Three players are expected to compete for the place-kicking responsibilities. The candidates for the place-kicking responsibilities include sophomore Todd Braverman, and red-shirt freshmen Greg Owens and David Greene.

“The kicking game is up in the air,” Welsh said. “I have no idea. It’s like starting over again, just like last year. We really don’t have anyone in the program like Frank Rotella. He’d been in the program for four years and we knew he was pretty good. I’m not sure about the two punters we have in the program. Abrams has only been with us since last August and Scott joined us in the spring of 1997.

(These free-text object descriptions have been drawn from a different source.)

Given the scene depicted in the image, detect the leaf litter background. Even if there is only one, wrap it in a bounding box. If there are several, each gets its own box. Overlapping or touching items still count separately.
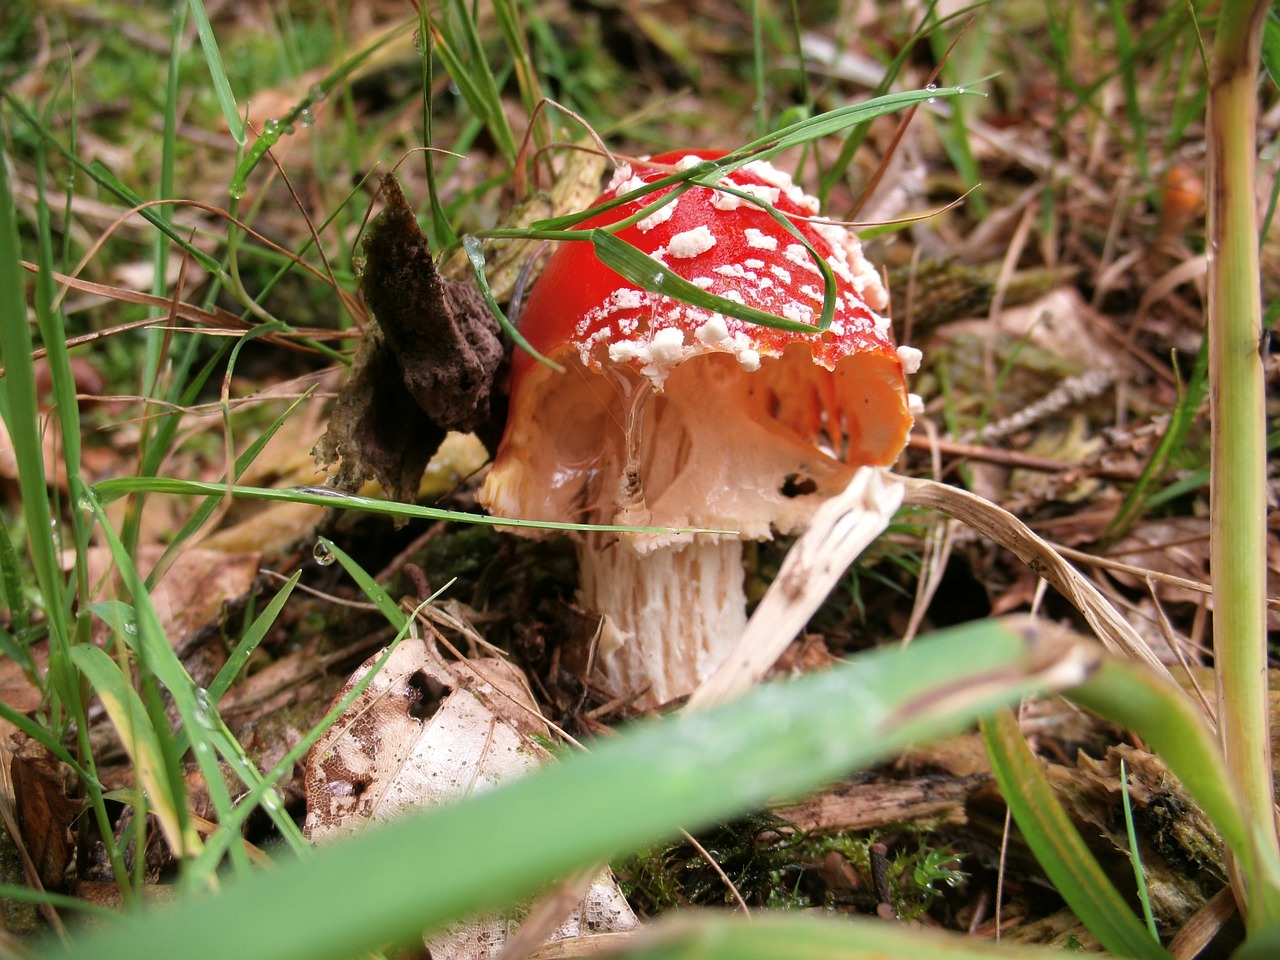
[1,0,1278,953]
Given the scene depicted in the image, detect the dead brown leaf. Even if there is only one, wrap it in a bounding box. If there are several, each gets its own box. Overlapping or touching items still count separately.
[9,738,80,891]
[304,635,636,957]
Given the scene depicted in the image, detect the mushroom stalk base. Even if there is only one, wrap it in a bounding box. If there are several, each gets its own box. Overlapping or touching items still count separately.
[578,534,746,709]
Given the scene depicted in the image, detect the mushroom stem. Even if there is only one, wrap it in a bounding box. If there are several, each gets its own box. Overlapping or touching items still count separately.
[578,533,746,709]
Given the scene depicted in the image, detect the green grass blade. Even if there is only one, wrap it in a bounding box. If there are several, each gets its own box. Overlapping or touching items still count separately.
[1105,341,1209,541]
[91,477,733,536]
[608,912,1059,960]
[1259,9,1280,88]
[207,573,300,704]
[589,229,822,333]
[319,536,405,630]
[981,709,1172,960]
[430,2,517,161]
[0,120,71,672]
[491,0,543,132]
[43,618,1079,960]
[186,0,244,144]
[1119,759,1161,941]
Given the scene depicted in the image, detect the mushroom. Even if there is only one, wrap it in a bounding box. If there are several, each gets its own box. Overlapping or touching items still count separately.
[479,150,919,709]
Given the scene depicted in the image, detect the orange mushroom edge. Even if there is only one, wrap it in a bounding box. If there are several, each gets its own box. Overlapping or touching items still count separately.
[478,150,922,710]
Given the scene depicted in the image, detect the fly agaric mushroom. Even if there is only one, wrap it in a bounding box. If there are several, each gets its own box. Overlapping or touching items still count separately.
[479,150,920,709]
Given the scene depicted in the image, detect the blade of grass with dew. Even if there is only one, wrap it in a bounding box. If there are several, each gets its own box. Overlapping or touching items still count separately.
[84,497,309,877]
[981,708,1171,960]
[227,22,409,200]
[531,87,978,235]
[462,233,562,369]
[1205,0,1280,931]
[89,600,229,875]
[186,0,244,144]
[46,617,1090,960]
[318,536,406,630]
[92,477,735,537]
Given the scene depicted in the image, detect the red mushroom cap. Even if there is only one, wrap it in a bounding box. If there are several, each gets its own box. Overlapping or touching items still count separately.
[513,150,905,379]
[480,150,916,540]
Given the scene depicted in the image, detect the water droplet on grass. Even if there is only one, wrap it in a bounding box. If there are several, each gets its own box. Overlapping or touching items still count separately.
[313,541,336,566]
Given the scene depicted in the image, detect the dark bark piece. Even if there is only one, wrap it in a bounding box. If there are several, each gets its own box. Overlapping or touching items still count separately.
[314,174,506,502]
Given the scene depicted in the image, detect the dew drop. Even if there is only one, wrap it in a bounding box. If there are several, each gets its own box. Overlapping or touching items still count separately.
[298,107,314,128]
[122,620,138,636]
[309,83,326,102]
[262,118,281,136]
[651,273,665,286]
[193,687,218,730]
[313,541,336,566]
[925,82,938,92]
[412,29,423,52]
[228,183,246,201]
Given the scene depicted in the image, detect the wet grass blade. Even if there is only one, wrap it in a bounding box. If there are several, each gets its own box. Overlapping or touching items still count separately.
[92,477,734,537]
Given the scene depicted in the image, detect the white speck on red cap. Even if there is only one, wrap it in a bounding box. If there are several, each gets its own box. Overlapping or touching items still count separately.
[896,345,923,375]
[667,225,717,259]
[636,198,678,233]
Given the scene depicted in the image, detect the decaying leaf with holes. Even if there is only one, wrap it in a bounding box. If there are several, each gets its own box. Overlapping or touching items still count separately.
[312,174,505,503]
[303,636,636,958]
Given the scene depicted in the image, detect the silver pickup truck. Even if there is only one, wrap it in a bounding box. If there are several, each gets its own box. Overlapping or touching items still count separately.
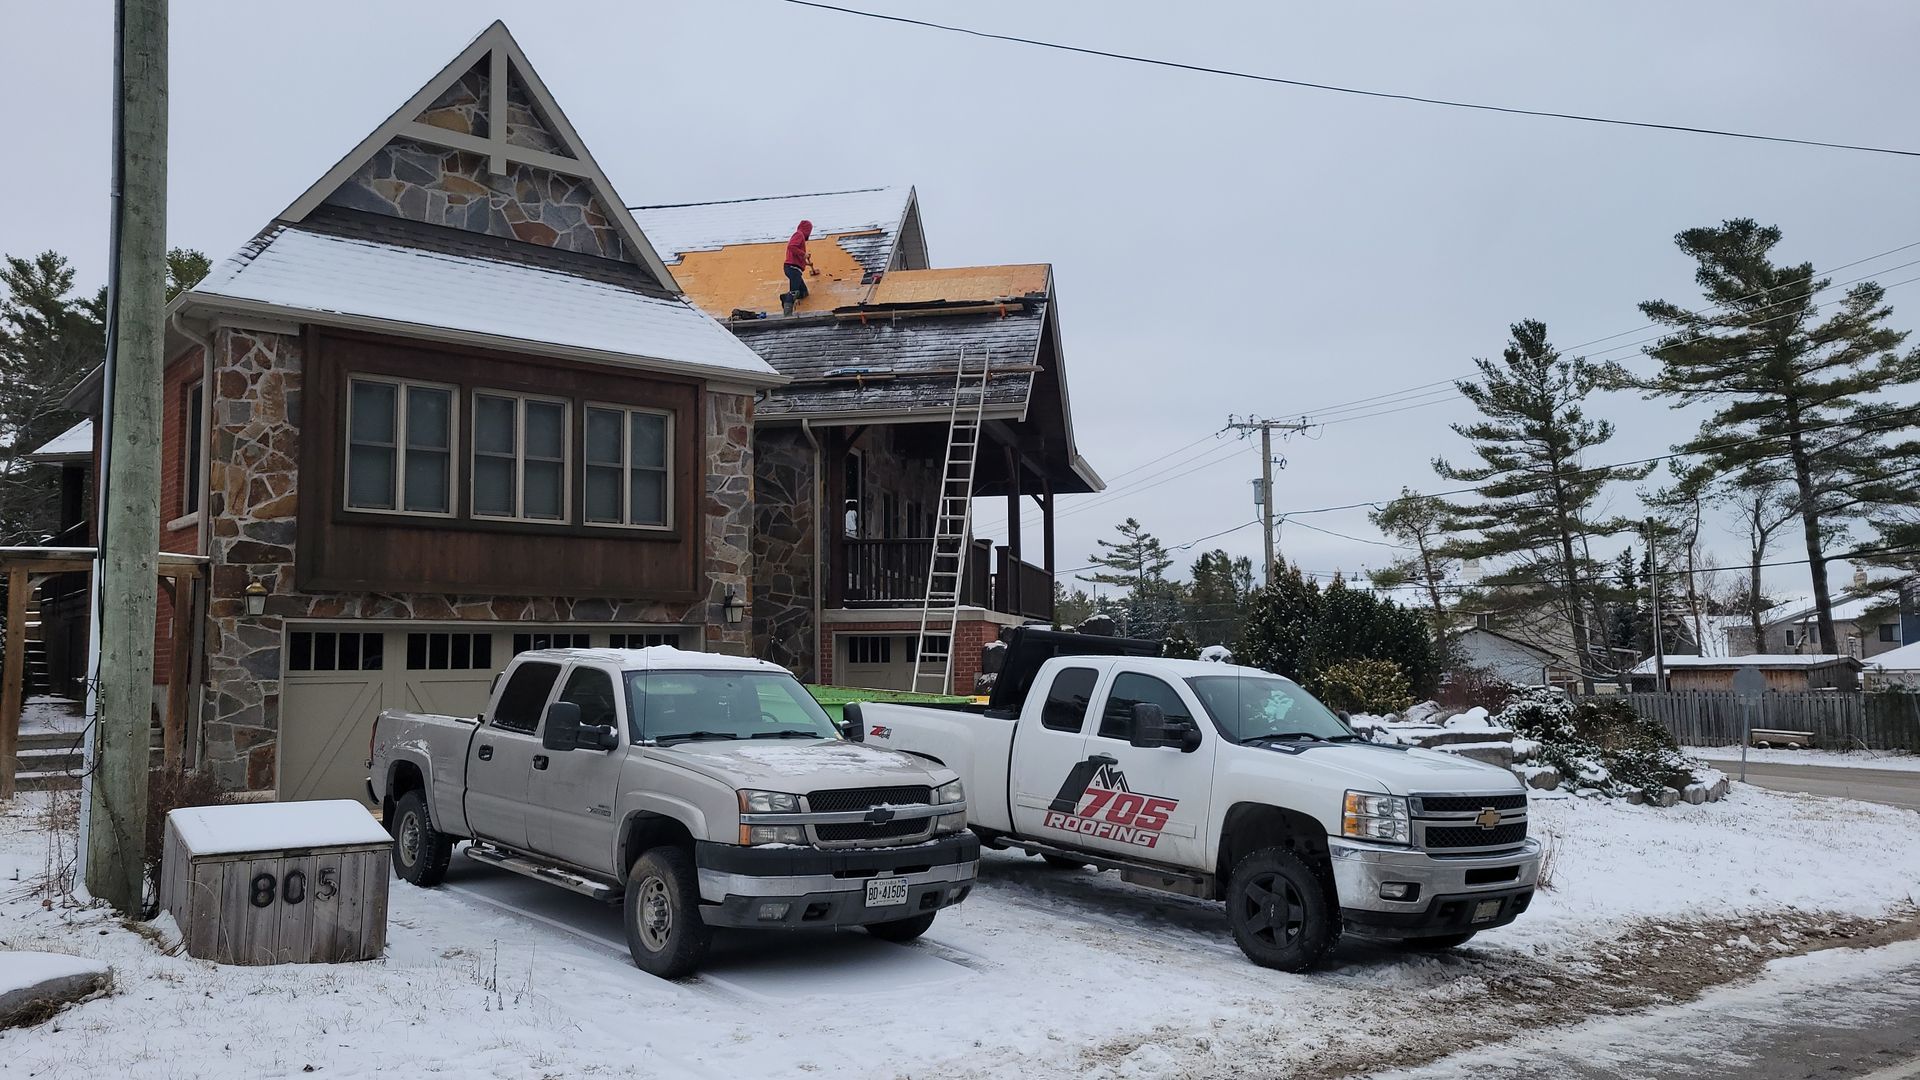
[367,647,979,977]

“With the place-kickers, it’s a similar pool to what we had a year ago. Hopefully someone will emerge.

“I wouldn’t have any idea about our punter or our kicker, and how they might do. There’s no way to tell right now. We’ve got good snappers and good holders, and hopefully that will help them.”

Dillon Taylor and John St. Clair are solid long snappers, and Will Thompson is back as the holder for field goal and extra point attempts.

Terrence Wilkins returns as Virginia’s leading punt and kickoff return man from 1997. Antwan Harris and Thomas Jones could also see action on punt and kickoff returns in 1998. Harris returned seven kickoffs for 146 yards (average of 20.9 yards a return) last season, while Jones returned three punts for 41 yards (average of 13.7 yards a return) and one kickoff for 20 yards last fall. Dwayne Stukes could see action on kickoff returns. He returned two kickoffs for 38 yards last season.

“I think we have the experience and we have the talent to win more than seven games,” Welsh said. “You’ve got to have some luck and some breaks, and you’ve got to stay healthy. There aren’t many teams that can survive injuries to key people any more. There are a few out there, but not many. It’s a tough league. The Atlantic Coast Conference is tough.

“I think we project to be a better team early in the season than we were last year. You’ve got to have a good kicking game and that’s a big question mark. You can’t win without a decent kicking game. You can’t lose too many yards in the kicking game if you’re going to win these days.”

Welsh is the winningest football coach in the history of the ACC. His 16 Virginia teams have compiled an overall record of 112-72-3 (.607) and are 69-43-3 (.613) in the conference. Welsh has won more conference games and more games overall than any other head football coach in the history of the ACC. His Virginia teams have competed in nine bowl games, including eight in the last 11 years.

Welsh was the head coach at Navy for nine years before becoming head coach at UVa. His nine Navy teams compiled an overall record of 55-46-1 (.544). Welsh’s overall record in 25 years as a collegiate head coach is 167-118-4 (.585).